Research shows that doing homework enhances a child’s learning and helps them develop essential skills that they will use for life - organization, problem solving, goal-setting and perseverance to name a few.
Checklist for Success: Homework and Studying
- Set time aside each day for homework and play. Try to organize the family’s schedule to allow time for your student to do homework each day. Homework time will be more productive if it isn’t left until just before bedtime when your child is tired.
- Designate a specific area for homework and studying. Provide a space that is quiet, comfortable, well-lit and functional. A table that has room to spread out pencils, paper, books and other materials works well. If you have room, find a separate space for each of your children to work.
- Eliminate as many distractions as possible.
- Turn off the TV and electronic games. Depending on the location of your TV set, it may need to be ‘no TV time’ when it is study time. Electronic games and TV are certain distractions for children trying to study.
- What about music? That depends - some children do well while listening to music but others do not. What is helpful for one may be a distraction for another so consider earphones if necessary.
- Have all the necessary materials available. Make sure you have paper, pencils, erasers, pens, books, a dictionary, etc.
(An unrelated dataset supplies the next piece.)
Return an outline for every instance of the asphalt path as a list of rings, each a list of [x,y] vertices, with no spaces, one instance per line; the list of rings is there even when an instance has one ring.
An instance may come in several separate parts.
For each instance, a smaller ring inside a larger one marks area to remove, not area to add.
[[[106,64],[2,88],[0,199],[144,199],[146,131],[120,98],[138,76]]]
- Set homework time according to age and grade level. Students in high school should be able to focus for an hour but students in first or second grade are unlikely to last more than 15 minutes at a time. Watch for frustration – students don’t learn if they are upset or tired.
- Organize big assignments into smaller, manageable pieces. Breaking assignments down into smaller parts is often helpful for students. Then they can do one piece at a time and take a short break after each as a reward for their effort.
- Encourage students to write down assignments, homework and test dates in their agenda. This will eliminate confusion about when assignments are due.
- Share any concerns about homework with the teacher. Be sure to let the teacher know if your child is having difficulty or is unable to do most of their homework by themselves.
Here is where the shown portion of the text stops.